The applicant objected that he had been convicted of an offence in respect of which he had been neither charged nor convicted at first instance. He appealed to the Constitutional Court, which declared his appeal inadmissible on 22 April 2009.
Complaints, procedure and composition of the Court
Relying on Article 6 §§ 1 and 3 (a) and (b) (right to a fair trial), the applicant complained that he had been convicted on appeal of an offence not forming part of the indictment or of his conviction at first instance. He also relied on Articles 9 (freedom of thought, conscience and religion) and 10 (freedom of expression).
The application was lodged with the European Court of Human Rights on 5 November 2009.

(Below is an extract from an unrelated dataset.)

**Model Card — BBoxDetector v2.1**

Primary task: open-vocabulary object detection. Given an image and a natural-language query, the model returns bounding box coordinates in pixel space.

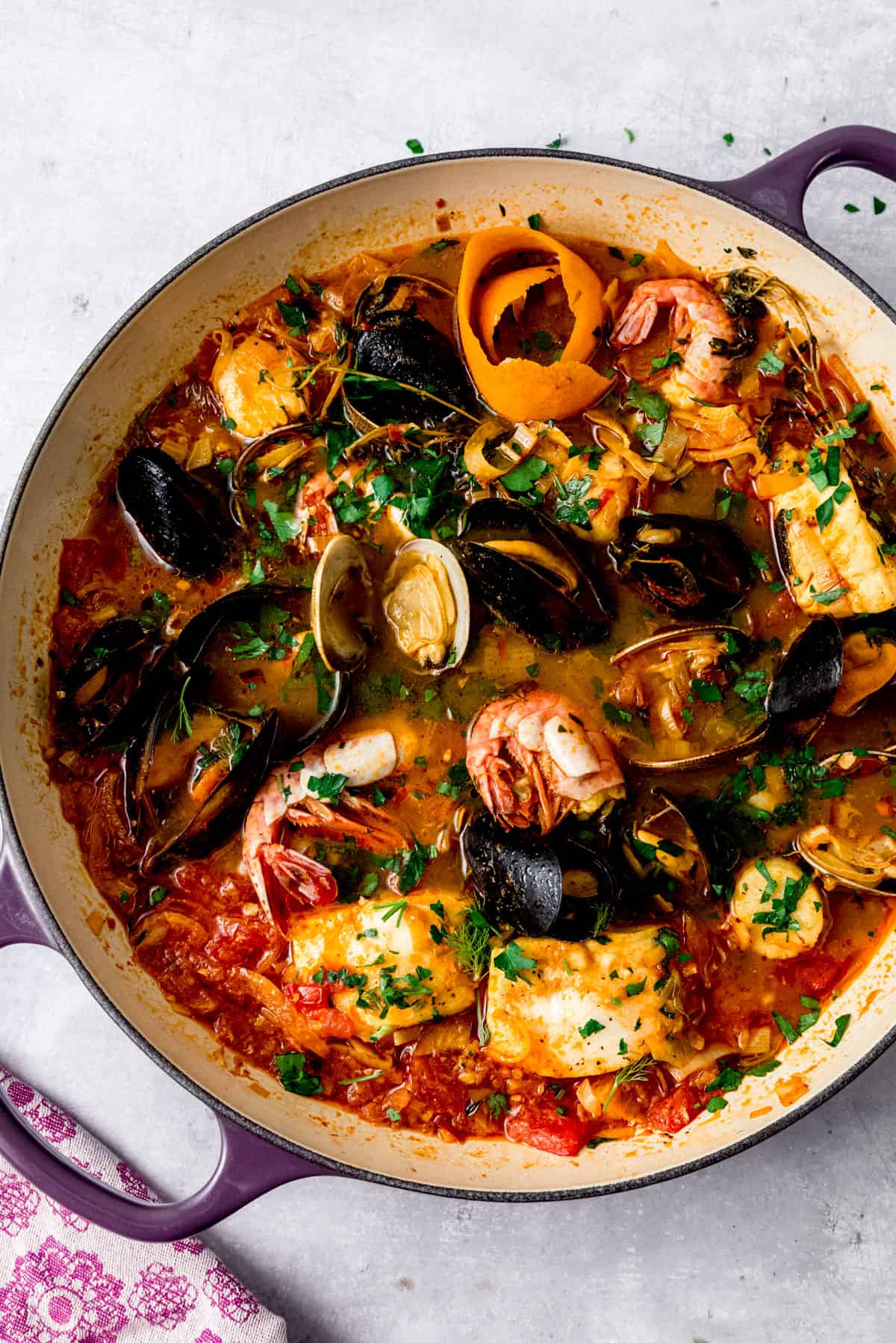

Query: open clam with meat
[47,216,896,1156]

Judgment was given by a Chamber of seven judges, composed as follows:
Josep Casadevall (Andorra), President,
Alvina Gyulumyan (Armenia),
Corneliu Bîrsan (Romania),
Ján Šikuta (Slovakia),
Luis López Guerra (Spain),
Nona Tsotsoria (Georgia),
Valeriu Griţco (the Republic of Moldova),
and also Santiago Quesada, Section Registrar.
Decision of the Court
Article 6 §§ 1 and 3
The Court emphasised the crucial role played by the indictment in the criminal process. The Convention did not impose any special formal requirements as to the manner in which the accused were to be informed of the nature and cause of the accusation against them, but the provision of full, detailed information concerning the charges (both the material facts and their legal classification) was nevertheless an essential prerequisite for ensuring that the proceedings were fair and enabling the accused to prepare their defence.

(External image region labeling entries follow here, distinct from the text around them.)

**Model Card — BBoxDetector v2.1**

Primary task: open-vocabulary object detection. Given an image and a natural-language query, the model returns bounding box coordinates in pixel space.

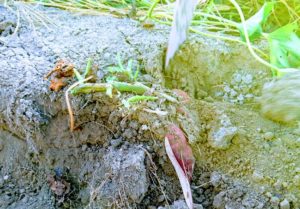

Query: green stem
[230,0,279,71]
[71,83,111,95]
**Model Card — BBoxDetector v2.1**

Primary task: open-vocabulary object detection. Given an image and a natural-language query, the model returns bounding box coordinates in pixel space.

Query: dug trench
[0,4,300,209]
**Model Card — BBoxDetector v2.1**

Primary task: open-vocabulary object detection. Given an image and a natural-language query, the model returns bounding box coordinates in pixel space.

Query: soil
[0,3,300,209]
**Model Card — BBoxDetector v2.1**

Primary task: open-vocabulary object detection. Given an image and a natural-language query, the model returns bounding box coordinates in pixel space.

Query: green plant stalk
[153,19,268,58]
[126,95,158,104]
[71,81,150,95]
[111,81,150,94]
[83,58,93,78]
[73,68,84,81]
[71,83,111,95]
[230,0,280,74]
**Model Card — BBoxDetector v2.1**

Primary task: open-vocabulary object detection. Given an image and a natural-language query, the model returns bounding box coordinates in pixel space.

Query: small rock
[208,127,238,149]
[252,171,264,181]
[293,174,300,186]
[280,199,290,209]
[210,172,222,187]
[213,192,225,209]
[263,132,274,141]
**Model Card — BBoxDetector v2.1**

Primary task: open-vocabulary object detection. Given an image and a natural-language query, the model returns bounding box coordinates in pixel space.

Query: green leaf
[238,2,274,41]
[265,23,300,71]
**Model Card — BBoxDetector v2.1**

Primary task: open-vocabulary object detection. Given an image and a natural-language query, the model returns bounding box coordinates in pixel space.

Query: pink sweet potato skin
[166,124,195,180]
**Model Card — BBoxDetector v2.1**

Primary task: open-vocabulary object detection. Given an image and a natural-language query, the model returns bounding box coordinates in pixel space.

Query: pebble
[210,172,222,187]
[0,141,4,151]
[263,132,274,141]
[252,171,264,181]
[280,199,290,209]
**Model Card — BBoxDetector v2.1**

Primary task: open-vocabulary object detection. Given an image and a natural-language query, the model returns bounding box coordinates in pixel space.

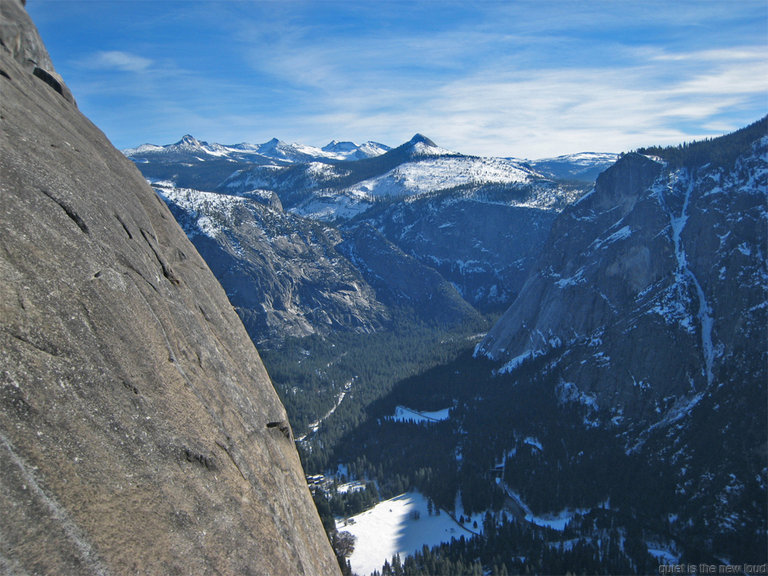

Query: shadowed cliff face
[0,0,337,575]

It had not been established that the applicant had ever been made aware that the Audiencia Provincial might amend the charges against him from „denying“ to „justifying“ genocide, and this eventuality was not mentioned at any stage, either during the trial in the appellate court or when a preliminary ruling on constitutionality was sought.

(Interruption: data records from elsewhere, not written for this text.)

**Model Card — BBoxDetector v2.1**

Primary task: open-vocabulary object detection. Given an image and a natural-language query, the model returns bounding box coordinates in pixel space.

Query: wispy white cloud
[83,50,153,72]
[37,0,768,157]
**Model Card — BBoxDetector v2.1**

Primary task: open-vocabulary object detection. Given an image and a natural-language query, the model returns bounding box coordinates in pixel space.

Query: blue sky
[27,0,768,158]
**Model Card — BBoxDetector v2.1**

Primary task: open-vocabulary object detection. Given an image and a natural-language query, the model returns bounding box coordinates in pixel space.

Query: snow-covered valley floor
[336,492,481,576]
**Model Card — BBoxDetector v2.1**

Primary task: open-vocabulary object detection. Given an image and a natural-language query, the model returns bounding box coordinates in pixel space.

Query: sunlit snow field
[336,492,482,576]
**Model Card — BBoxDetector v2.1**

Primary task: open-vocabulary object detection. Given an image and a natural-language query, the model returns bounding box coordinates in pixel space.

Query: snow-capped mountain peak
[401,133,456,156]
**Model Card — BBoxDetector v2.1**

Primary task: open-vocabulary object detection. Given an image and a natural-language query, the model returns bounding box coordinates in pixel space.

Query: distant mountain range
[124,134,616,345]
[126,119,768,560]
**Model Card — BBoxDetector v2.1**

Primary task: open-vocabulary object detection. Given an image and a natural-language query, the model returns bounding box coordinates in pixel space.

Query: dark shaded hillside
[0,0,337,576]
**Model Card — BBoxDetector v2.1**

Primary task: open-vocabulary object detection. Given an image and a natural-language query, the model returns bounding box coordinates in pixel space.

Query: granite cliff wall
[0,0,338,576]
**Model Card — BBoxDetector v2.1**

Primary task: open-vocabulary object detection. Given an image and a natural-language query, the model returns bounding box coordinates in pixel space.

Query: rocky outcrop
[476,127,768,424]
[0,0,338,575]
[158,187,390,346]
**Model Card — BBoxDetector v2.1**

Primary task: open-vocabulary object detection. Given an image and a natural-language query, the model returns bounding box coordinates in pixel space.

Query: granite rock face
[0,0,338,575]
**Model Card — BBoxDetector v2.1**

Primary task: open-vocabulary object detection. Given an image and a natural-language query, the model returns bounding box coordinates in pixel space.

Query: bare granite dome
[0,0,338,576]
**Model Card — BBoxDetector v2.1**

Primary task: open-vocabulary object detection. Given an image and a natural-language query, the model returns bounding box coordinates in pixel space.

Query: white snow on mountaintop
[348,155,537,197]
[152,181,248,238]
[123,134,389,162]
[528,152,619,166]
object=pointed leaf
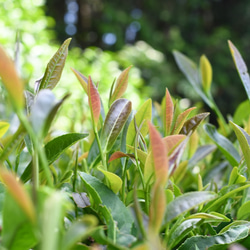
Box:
[0,46,24,109]
[88,76,101,127]
[71,68,88,94]
[180,112,210,135]
[230,121,250,173]
[165,191,217,222]
[204,124,240,166]
[21,133,88,182]
[101,99,132,152]
[97,167,122,194]
[228,41,250,100]
[148,122,168,186]
[0,166,35,222]
[127,99,152,146]
[171,107,195,134]
[109,66,132,105]
[39,38,71,90]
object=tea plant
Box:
[0,39,250,250]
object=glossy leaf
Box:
[200,55,213,93]
[79,172,135,246]
[21,133,88,182]
[0,121,10,139]
[101,99,132,152]
[230,122,250,173]
[88,76,101,128]
[180,112,210,135]
[163,89,174,135]
[228,41,250,100]
[148,122,168,186]
[165,191,217,222]
[97,167,122,194]
[173,51,213,107]
[0,46,24,109]
[0,169,35,222]
[71,68,88,94]
[178,225,249,250]
[39,38,71,90]
[171,107,195,134]
[109,66,132,105]
[204,124,240,166]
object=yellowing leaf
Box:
[0,166,35,222]
[0,46,24,109]
[200,55,213,93]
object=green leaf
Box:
[165,191,217,223]
[178,225,249,250]
[180,112,210,135]
[79,172,135,246]
[228,41,250,100]
[100,99,132,152]
[0,121,10,138]
[204,124,240,166]
[21,133,88,182]
[230,121,250,174]
[173,50,213,108]
[39,38,71,90]
[97,167,122,194]
[109,66,132,105]
[127,99,152,146]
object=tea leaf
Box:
[39,38,71,90]
[88,76,101,129]
[180,112,210,135]
[0,169,35,223]
[109,66,132,105]
[127,99,152,146]
[20,133,88,182]
[228,41,250,100]
[171,107,195,134]
[200,55,213,93]
[0,121,10,139]
[204,124,240,166]
[178,225,249,250]
[71,68,88,94]
[0,46,24,109]
[97,167,122,194]
[230,121,250,173]
[100,99,132,152]
[165,191,217,223]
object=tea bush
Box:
[0,39,250,250]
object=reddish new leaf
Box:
[88,76,101,128]
[148,122,168,186]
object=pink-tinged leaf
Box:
[88,76,101,128]
[228,41,250,100]
[0,46,24,109]
[108,151,136,165]
[0,169,35,222]
[163,89,174,135]
[148,122,168,186]
[71,68,88,94]
[163,135,186,155]
[109,65,132,105]
[171,107,196,134]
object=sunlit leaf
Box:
[0,46,24,109]
[228,41,250,100]
[204,124,240,166]
[88,76,101,128]
[39,38,71,90]
[109,66,132,105]
[101,99,132,152]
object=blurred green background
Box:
[0,0,250,130]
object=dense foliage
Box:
[0,38,250,250]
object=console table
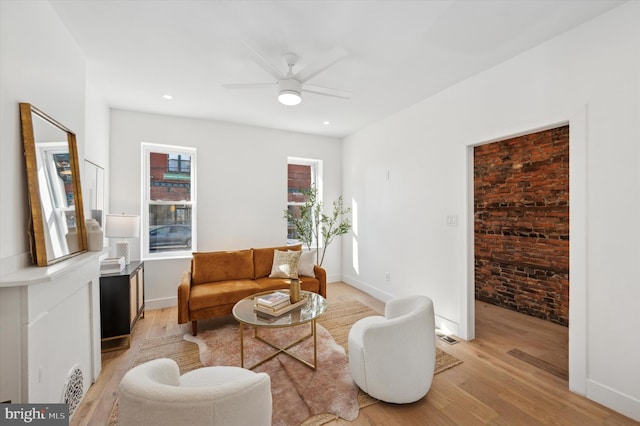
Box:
[100,261,144,352]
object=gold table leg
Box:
[240,319,318,370]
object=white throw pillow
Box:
[269,250,302,278]
[298,250,316,277]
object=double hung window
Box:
[287,157,322,245]
[141,143,197,259]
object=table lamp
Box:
[105,213,140,265]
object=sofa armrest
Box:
[313,265,327,299]
[178,271,191,324]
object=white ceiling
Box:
[50,0,624,137]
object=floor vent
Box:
[62,364,84,417]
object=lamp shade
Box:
[104,214,140,238]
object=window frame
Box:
[140,142,198,260]
[285,157,322,248]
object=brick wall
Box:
[474,126,569,325]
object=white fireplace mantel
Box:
[0,252,102,410]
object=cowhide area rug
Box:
[184,324,359,426]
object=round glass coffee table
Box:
[233,290,327,370]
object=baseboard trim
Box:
[587,380,640,422]
[342,275,395,303]
[144,296,178,311]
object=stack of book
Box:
[253,291,307,317]
[100,257,125,274]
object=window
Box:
[141,143,197,259]
[287,157,322,245]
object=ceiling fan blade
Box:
[302,84,351,99]
[243,42,285,80]
[222,83,278,89]
[294,46,349,83]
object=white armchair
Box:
[349,296,436,404]
[118,358,272,426]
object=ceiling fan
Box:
[222,45,351,106]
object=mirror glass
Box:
[20,104,87,266]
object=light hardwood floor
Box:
[71,283,640,426]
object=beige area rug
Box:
[108,300,462,426]
[184,324,359,426]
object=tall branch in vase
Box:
[284,185,351,266]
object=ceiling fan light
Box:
[278,90,302,106]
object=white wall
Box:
[0,1,85,273]
[110,110,342,309]
[0,1,108,402]
[343,2,640,420]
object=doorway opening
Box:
[473,125,569,380]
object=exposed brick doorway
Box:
[474,126,569,326]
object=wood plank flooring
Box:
[71,283,640,426]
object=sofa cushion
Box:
[189,280,261,311]
[269,250,302,278]
[298,250,316,277]
[191,249,254,285]
[253,244,302,278]
[255,277,320,294]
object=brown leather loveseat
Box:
[178,244,327,336]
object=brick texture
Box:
[474,126,569,326]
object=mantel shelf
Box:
[0,251,106,287]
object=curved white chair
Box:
[349,296,436,404]
[118,358,272,426]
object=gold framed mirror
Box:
[20,103,87,266]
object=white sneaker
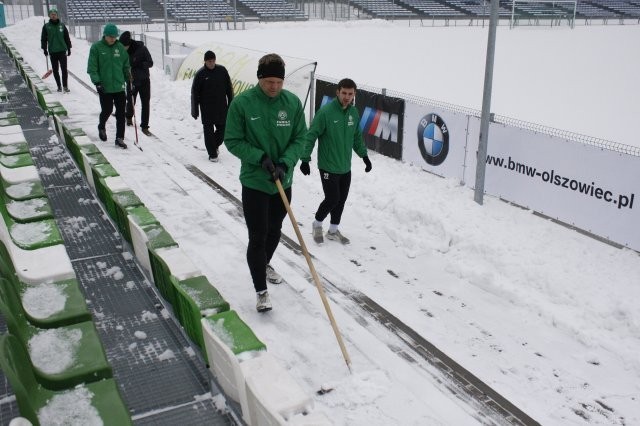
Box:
[256,290,272,312]
[312,225,324,244]
[267,265,282,284]
[327,231,351,244]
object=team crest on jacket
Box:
[276,109,291,127]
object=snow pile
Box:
[38,385,104,426]
[29,328,82,374]
[22,283,67,318]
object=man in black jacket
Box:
[120,31,153,136]
[191,50,233,162]
[40,7,71,93]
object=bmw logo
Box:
[418,113,449,166]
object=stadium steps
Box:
[0,45,234,425]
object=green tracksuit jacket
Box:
[224,85,307,194]
[300,98,367,174]
[87,37,131,93]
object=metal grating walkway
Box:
[0,47,235,426]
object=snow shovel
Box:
[42,55,53,80]
[133,95,142,151]
[276,179,352,372]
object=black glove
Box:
[260,154,276,175]
[362,156,373,173]
[272,163,287,182]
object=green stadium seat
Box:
[0,279,112,390]
[113,191,142,243]
[170,275,229,356]
[0,334,133,426]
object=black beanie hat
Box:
[258,61,284,80]
[120,31,131,46]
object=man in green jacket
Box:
[87,23,131,149]
[40,7,71,93]
[224,53,307,312]
[300,78,371,244]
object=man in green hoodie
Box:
[40,7,71,93]
[224,53,307,312]
[87,23,131,149]
[300,78,371,244]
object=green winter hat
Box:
[102,23,118,37]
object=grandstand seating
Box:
[352,0,418,19]
[238,0,309,21]
[167,0,243,22]
[401,0,467,18]
[67,0,149,22]
[447,0,511,17]
[67,0,640,23]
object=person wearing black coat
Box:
[120,31,153,136]
[191,50,233,162]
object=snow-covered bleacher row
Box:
[0,36,331,426]
[62,0,640,22]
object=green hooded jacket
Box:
[224,85,307,194]
[300,98,367,174]
[87,37,131,93]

The Court therefore considered that, in using its undisputed right to reclassify the alleged offence in the case before it, the Audiencia Provincial should have given the applicant the opportunity to exercise his defence rights in good time. That had not happened, as it was only through the judgment on his appeal that Mr Varela Geis had belatedly learnt of the amended charge. The Court concluded that there had been a violation of Article 6 §§ 1 and 3 (a) and (b).
Articles 9 and 10
The Court observed that the applicant’s complaints under Articles 9 and 10 were closely linked to those raised under Article 6. Having regard to its finding of a violation of that Article, the Court considered that it was unnecessary to examine these complaints.
Just satisfaction (Article 41)
The Court held that Spain was to pay Mr Varela Geis 8,000 € in respect of non-pecuniary damage and € 5,000 in respect of costs and expenses.